Bukan lagi hal yang aneh jika sikap Helga pada Pak Wijaya begitu dingin. Pasalnya, sejak Pak Wijaya nekad meninggalkan Helga untuk melakukan pengobatan di RSJ, beliau-lah aktor utama yang begitu gigih mengatakan bahwa kemampuan supranatural yang Helga miliki merupakan sebuah penyakit  kejiwaan yang harus mendapatkan pengobatan secara medis.

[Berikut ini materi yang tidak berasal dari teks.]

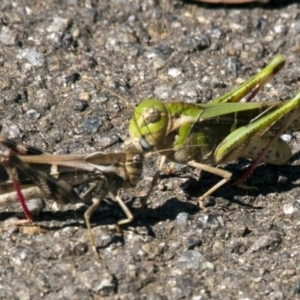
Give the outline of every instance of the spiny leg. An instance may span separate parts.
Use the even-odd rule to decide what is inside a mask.
[[[134,219],[134,216],[131,213],[131,211],[129,210],[129,208],[127,207],[127,205],[121,199],[120,192],[118,192],[118,194],[116,196],[116,200],[118,201],[119,205],[121,206],[121,208],[123,209],[124,213],[127,216],[127,219],[121,220],[116,224],[117,231],[120,233],[123,233],[120,225],[132,222]],[[93,204],[84,213],[84,218],[85,218],[86,226],[88,228],[92,249],[93,249],[95,255],[97,256],[97,258],[99,258],[99,259],[100,259],[100,255],[99,255],[99,252],[97,251],[95,238],[94,238],[94,234],[92,231],[91,217],[92,217],[92,214],[94,213],[94,211],[99,207],[100,203],[101,203],[101,199],[93,198]]]
[[[119,205],[121,206],[121,208],[123,209],[123,211],[127,217],[127,219],[121,220],[116,224],[117,231],[122,233],[123,231],[122,231],[122,228],[120,227],[120,225],[131,223],[134,220],[134,216],[133,216],[132,212],[130,211],[130,209],[127,207],[127,205],[122,200],[120,191],[118,191],[118,193],[116,195],[116,200],[118,201]]]
[[[26,174],[38,187],[39,189],[44,193],[44,195],[48,198],[52,198],[56,200],[59,203],[67,204],[67,203],[80,203],[82,202],[82,199],[79,198],[79,196],[74,191],[73,187],[69,185],[66,181],[60,180],[57,178],[54,178],[42,171],[35,170],[30,167],[27,163],[23,162],[16,154],[14,154],[11,151],[7,151],[5,155],[9,158],[9,163],[7,161],[2,162],[3,165],[6,167],[6,165],[9,167],[8,172],[9,175],[14,175],[14,172],[12,171],[10,164],[13,164],[16,166],[17,169],[19,169],[22,173]],[[2,158],[3,160],[3,158]],[[15,179],[15,176],[13,176],[13,179]],[[18,183],[18,181],[17,181]],[[18,183],[19,185],[19,183]],[[19,188],[20,190],[20,188]],[[22,194],[21,194],[22,195]],[[23,195],[22,195],[23,197]],[[24,200],[24,197],[23,197]],[[91,245],[93,248],[93,251],[99,257],[99,254],[97,252],[94,236],[91,229],[90,224],[90,218],[93,214],[94,210],[99,206],[100,199],[93,199],[94,203],[92,206],[85,212],[84,217],[86,220],[86,224],[89,230],[90,234],[90,240]]]
[[[93,204],[84,213],[84,219],[85,219],[86,227],[87,227],[88,232],[89,232],[90,242],[91,242],[91,245],[92,245],[93,252],[95,253],[96,257],[100,259],[100,255],[97,251],[95,238],[94,238],[94,234],[93,234],[93,231],[92,231],[91,217],[92,217],[92,214],[94,213],[94,211],[99,207],[99,205],[101,203],[101,199],[93,198],[92,201],[93,201]]]
[[[25,213],[26,220],[20,221],[20,223],[26,223],[26,222],[32,222],[32,215],[29,209],[27,208],[25,198],[22,194],[21,188],[20,188],[20,182],[18,180],[18,174],[16,171],[16,167],[12,167],[11,164],[11,157],[12,157],[12,152],[7,150],[4,152],[3,156],[1,157],[1,163],[5,167],[10,180],[13,183],[14,189],[18,195],[19,202],[22,206],[22,209]]]
[[[271,147],[278,141],[279,136],[288,128],[288,126],[299,116],[300,105],[300,93],[298,93],[293,99],[286,102],[285,105],[278,109],[268,113],[267,115],[255,120],[253,123],[249,123],[246,126],[239,127],[231,132],[217,147],[214,153],[215,161],[222,163],[224,161],[230,161],[239,157],[246,157],[244,154],[247,148],[251,145],[258,146],[262,142],[263,135],[270,130],[278,120],[285,116],[287,113],[292,112],[291,116],[281,126],[277,134],[270,138],[266,145],[261,146],[262,152],[255,159],[254,163],[250,166],[242,178],[238,181],[238,185],[243,187],[242,182],[249,176],[253,169],[264,159],[266,153]],[[283,142],[283,141],[282,141]],[[283,145],[286,145],[283,143]],[[281,145],[282,146],[282,145]],[[288,148],[288,147],[287,147]],[[243,156],[243,154],[245,156]],[[271,160],[276,163],[276,159]],[[285,163],[284,161],[283,163]],[[245,187],[245,186],[244,186]],[[248,187],[246,187],[248,188]]]
[[[293,112],[293,114],[289,117],[289,119],[282,125],[282,127],[278,130],[275,136],[270,139],[270,142],[267,146],[261,151],[259,156],[255,159],[255,161],[250,165],[250,167],[243,173],[240,179],[237,181],[237,186],[242,186],[243,182],[250,176],[253,170],[258,166],[258,164],[262,161],[264,156],[270,150],[270,148],[274,145],[274,143],[280,138],[280,136],[285,132],[285,130],[290,126],[290,124],[299,116],[299,110],[297,109]]]
[[[251,101],[264,85],[280,71],[284,66],[284,63],[285,58],[282,55],[277,54],[263,70],[234,90],[212,100],[211,103],[239,102],[243,97],[249,94],[249,92],[250,95],[247,97],[246,102]]]
[[[34,184],[20,185],[24,199],[45,198],[45,193]],[[0,207],[11,203],[20,202],[18,193],[14,188],[13,182],[3,182],[0,184]]]
[[[167,160],[167,157],[166,156],[163,156],[161,158],[161,161],[160,161],[160,165],[159,165],[159,169],[158,171],[155,173],[153,179],[152,179],[152,182],[151,182],[151,189],[149,191],[149,194],[152,190],[152,188],[154,187],[154,185],[157,183],[157,180],[159,178],[159,174],[160,174],[160,171],[162,170],[163,166],[165,165],[166,163],[166,160]],[[218,188],[220,188],[222,185],[224,185],[226,182],[228,182],[231,177],[232,177],[232,174],[228,171],[225,171],[225,170],[222,170],[222,169],[218,169],[218,168],[214,168],[214,167],[211,167],[211,166],[208,166],[208,165],[205,165],[205,164],[201,164],[199,162],[196,162],[196,161],[190,161],[187,163],[189,166],[191,167],[194,167],[194,168],[197,168],[197,169],[201,169],[203,171],[206,171],[206,172],[209,172],[209,173],[212,173],[212,174],[215,174],[215,175],[218,175],[220,177],[223,177],[223,179],[221,181],[219,181],[216,185],[214,185],[212,188],[210,188],[205,194],[203,194],[201,197],[199,197],[198,201],[199,201],[199,206],[201,209],[203,209],[204,211],[207,211],[205,205],[204,205],[204,199],[206,197],[208,197],[209,195],[211,195],[214,191],[216,191]],[[146,205],[146,202],[145,203],[142,203],[142,207],[143,205]]]
[[[151,185],[150,185],[150,188],[147,192],[147,194],[145,196],[142,197],[142,200],[141,200],[141,207],[138,209],[138,212],[135,216],[133,216],[133,214],[131,213],[131,211],[129,210],[129,208],[127,207],[127,205],[123,202],[121,196],[120,196],[120,192],[118,192],[117,196],[116,196],[116,200],[118,201],[119,205],[122,207],[124,213],[126,214],[127,216],[127,219],[125,220],[121,220],[120,222],[118,222],[116,224],[116,229],[118,232],[122,232],[122,229],[119,225],[123,225],[123,224],[127,224],[127,223],[130,223],[134,220],[135,217],[139,216],[144,210],[145,208],[147,207],[147,201],[149,199],[149,196],[154,188],[154,186],[156,185],[158,179],[159,179],[159,175],[160,175],[160,172],[159,170],[157,170],[152,178],[152,181],[151,181]]]
[[[295,117],[297,117],[299,107],[300,93],[298,93],[293,99],[287,101],[284,105],[280,106],[276,110],[255,120],[252,123],[239,127],[238,129],[232,131],[228,136],[226,136],[226,138],[218,145],[217,149],[215,150],[215,162],[224,163],[239,157],[247,158],[247,155],[243,155],[245,149],[249,148],[249,145],[251,146],[257,144],[258,141],[263,137],[263,135],[268,132],[268,130],[270,130],[270,128],[276,122],[278,122],[280,118],[292,112],[289,120],[286,121],[286,126],[288,127],[290,123],[295,119]],[[274,139],[272,143],[274,143],[275,141],[276,140]],[[263,148],[265,148],[265,146],[261,149]]]
[[[274,59],[274,61],[275,61],[275,59]],[[265,76],[261,79],[261,81],[253,89],[253,91],[248,95],[245,102],[252,101],[252,99],[258,94],[258,92],[263,89],[263,87],[266,85],[266,83],[268,81],[270,81],[279,72],[279,70],[283,67],[283,65],[284,65],[284,61],[281,61],[280,64],[276,68],[272,69],[272,72],[270,72],[270,74],[268,74],[268,75],[265,74]],[[267,66],[267,68],[268,68],[268,66]],[[264,70],[262,70],[262,72],[264,72]]]
[[[157,170],[152,178],[152,181],[151,181],[151,185],[150,185],[150,188],[147,192],[147,194],[145,196],[143,196],[142,198],[142,201],[141,201],[141,208],[139,210],[139,213],[140,214],[146,207],[147,207],[147,201],[148,201],[148,198],[154,188],[154,186],[157,184],[157,181],[159,179],[159,175],[160,175],[160,170]]]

Kebencian masih tercetak jelas di kedua bola mata indah gadis muda yang merupakan Kepala dari Pentagram Emas Manusia tersebut. Namun tak dapat dipungkiri bahwa di balik padatnya kebencian yang mengendap, terdapat pula secuil kekhawatiran yang terselip di dalamnya. Seolah enggan dinasihati oleh Sang Ibu, Helga memilih untuk melangkah mendekati tempat di mana Pak Wijaya merebahkan diri. Dengan gerakan pelan, Helga mengulurkan telapak tangan kanannya untuk mendeteksi aura aneh yang terpancar dari tubuh sakit Sang Ayah. Pergerakan tangan Helga berhenti mendadak, ketika netra remaja itu menemukan sebuah benda aneh tergeletak di atas kasur ; tepatnya di bawah telapak tangan kiri Pak Wijaya. Helga memungutnya dan mengamati dengan seksama benda yang ternyata merupakan sebuah sisik hewan tersebut. "Ini seperti sisik ikan." selorohnya, disambut kernyitan samar di dahi Rosmala.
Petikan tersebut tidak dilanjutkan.